I will start by saying this: Malcolm Gladwell has done it again!
The book is simply a must-read.
It offers some unique insight into how “geniuses” are made (that’s right, not born), how they rise to success, and that being very smart is simply not enough get one fame and fortune.
The book’s main idea, in fact, is quite intuitive: “People don’t rise from nothing.” There is always someone or something that has helped them on the way up–be it a supportive parent or a coach, life circumstances, or lucky coincidences.
The notion that the best and the brightest make it to the top because of the extra effort and determination that they put into their goals, is an illusion, Malcolm Gladwell claims. Rather, opportunity plays a much bigger role in success than we often want to admit.
The book further goes on to explore this idea by providing numerous examples. For instance, that the month we are born in can influence our career and lives– especially when it comes to playing professional sports.
Of course, not everything is pure chance and opportunity. We do need to have the talent. We need to be not only good at what we do–we need to be very very good. We must work harder, we need to practice more, to become experts.
In fact, this is where the much-famed “magic” number of 10,000 comes into play– in order to become better than the rest at what we do, we need to have practiced for at least 10,000 hours (roughly equal to 9 years of work).
Prodigies are not simply born exceptional, they are made exceptional, the book claims. How? With lots and lots of practice.
Of course, in order for anyone to be able to do this, there are few “pre-requisites.” You must be born in a family that encourages your development. You need to not be poor, since having a second job or being raised in a family that struggles financially may mean that your talents will be neglected at the price of survival. In other words–you need to grow up in a bubbled environment–one that will allow you to focus on your talent and practice…for 10,000 hours (The Beatles and Bill Gates are the perfect examples of this, by the way).
Another interesting idea in the book is that being very very smart, i.e. having a very high IQ, does not guarantee that one day we may win the Nobel Prize. High IQ is needed to win the recognition but not necessarily very high IQ.
That is, “intelligence has a threshold.” intellect matters only up to a point. Beyond it, other things come into play–things that determine who, among two equally intelligent people, will earn a Nobel Prize and who may go through life unnoticed and their talents–unrecognized. And the 2 main determinants are: our environment and our opportunities.
While opportunities in life are crucial to success, there is something else that matters a greater deal–a personality trait of sorts.
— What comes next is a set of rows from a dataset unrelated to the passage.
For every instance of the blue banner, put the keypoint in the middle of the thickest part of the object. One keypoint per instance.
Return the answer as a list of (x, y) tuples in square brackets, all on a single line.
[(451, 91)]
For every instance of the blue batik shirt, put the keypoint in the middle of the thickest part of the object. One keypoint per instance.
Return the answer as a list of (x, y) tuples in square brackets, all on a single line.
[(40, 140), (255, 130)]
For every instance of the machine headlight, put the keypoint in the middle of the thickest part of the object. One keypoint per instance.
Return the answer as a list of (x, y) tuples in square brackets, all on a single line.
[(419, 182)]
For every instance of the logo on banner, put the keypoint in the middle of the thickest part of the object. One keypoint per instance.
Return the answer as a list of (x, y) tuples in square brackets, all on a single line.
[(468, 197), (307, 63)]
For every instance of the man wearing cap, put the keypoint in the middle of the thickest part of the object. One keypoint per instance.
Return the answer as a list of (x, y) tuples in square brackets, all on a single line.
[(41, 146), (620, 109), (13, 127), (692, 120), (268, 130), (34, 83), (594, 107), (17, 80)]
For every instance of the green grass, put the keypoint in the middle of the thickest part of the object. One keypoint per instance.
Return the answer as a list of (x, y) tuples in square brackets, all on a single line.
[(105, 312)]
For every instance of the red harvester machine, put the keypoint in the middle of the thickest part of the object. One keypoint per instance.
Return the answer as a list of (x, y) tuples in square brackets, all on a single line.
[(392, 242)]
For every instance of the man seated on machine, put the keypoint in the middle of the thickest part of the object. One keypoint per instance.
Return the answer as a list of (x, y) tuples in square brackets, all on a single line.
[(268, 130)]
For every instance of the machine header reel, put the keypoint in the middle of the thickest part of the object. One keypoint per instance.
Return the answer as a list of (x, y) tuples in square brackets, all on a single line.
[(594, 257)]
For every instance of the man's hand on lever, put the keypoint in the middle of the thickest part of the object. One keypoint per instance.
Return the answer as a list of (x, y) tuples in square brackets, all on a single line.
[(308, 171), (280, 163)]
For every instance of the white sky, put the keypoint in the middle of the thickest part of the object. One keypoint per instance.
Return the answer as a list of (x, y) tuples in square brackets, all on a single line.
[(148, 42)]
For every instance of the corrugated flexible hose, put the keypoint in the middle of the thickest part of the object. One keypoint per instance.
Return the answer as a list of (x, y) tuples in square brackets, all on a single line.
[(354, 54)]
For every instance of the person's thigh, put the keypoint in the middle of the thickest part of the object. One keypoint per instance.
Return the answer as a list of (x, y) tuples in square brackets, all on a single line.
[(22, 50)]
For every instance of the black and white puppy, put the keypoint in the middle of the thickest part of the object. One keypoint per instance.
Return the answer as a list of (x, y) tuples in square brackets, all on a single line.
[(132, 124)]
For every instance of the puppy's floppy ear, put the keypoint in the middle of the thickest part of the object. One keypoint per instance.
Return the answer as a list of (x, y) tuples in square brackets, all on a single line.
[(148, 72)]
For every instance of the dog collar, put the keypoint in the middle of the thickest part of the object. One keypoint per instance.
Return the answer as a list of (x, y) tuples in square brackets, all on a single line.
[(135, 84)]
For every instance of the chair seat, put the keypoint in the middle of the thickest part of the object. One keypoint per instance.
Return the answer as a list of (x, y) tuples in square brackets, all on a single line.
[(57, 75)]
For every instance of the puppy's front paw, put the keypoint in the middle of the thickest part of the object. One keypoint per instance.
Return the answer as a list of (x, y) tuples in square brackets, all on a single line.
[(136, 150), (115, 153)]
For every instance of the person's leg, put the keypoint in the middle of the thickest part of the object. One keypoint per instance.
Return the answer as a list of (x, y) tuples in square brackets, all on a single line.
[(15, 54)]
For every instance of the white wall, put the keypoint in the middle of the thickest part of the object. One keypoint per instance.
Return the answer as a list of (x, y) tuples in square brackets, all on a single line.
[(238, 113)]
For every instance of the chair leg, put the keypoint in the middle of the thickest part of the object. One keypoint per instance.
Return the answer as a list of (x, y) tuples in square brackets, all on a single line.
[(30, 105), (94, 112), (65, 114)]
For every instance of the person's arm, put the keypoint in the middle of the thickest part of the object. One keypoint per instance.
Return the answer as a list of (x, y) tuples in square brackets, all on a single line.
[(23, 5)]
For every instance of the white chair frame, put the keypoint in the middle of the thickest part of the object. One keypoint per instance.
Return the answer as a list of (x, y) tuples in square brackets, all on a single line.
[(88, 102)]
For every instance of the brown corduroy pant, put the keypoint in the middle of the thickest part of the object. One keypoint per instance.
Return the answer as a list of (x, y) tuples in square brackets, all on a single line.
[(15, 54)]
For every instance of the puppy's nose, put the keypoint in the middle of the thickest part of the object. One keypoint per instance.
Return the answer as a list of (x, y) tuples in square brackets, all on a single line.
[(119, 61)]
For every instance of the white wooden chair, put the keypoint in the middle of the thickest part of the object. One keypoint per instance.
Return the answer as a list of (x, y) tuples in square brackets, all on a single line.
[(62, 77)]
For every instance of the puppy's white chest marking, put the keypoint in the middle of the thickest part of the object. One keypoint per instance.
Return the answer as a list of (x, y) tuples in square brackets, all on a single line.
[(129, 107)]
Malcolm Gladwell calls it a “practical intelligence.”  It means to know “what to say to whom, when to say it and how to say it for maximum effect.” As it can be inferred, it is a priceless skill to have.
The good news is that it can be developed. But the bad news is that it’s not that easy–in fact, it takes time, support and encouragement from one’s family, from a very young age. In other words, we need to have been exposed to a so-called “concerned cultivation” parenting style–one that will foster our talents and skills early on. A little encouragement does go a long way, it seems.
Overall, the book doesn’t disappoint. The main notion that success is not achieved in isolation is intuitively true. As the author notes, “no one–not rock stars, not professional athletes, not software billionaires, and not even geniuses–ever makes it alone.”
Success is a function of persistence and doggedness, and the willingness to work harder than the rest. It is not the brightest that make it to the top. It is not simply a sum of all our choices.
It’s also a gift to be able to spot the opportunities that are presented to us and to seize them. Because most often, all we need to reach our stars is to simply be given the chance to do so. Then, our personality, talents and skills will prove if we have what it takes to stay at the top.
And let’s not forget–we need a bit of luck too.
. . .
The term itself is coined by Prof. Robert Sternberg in his Triarchic Theory of Intelligence. The theory claims that we each posses 3 types of intelligence–analytical, creative and practical. Of the three, practical is one of the greatest significance to our success–it determines how well we can adapt and shape our environment.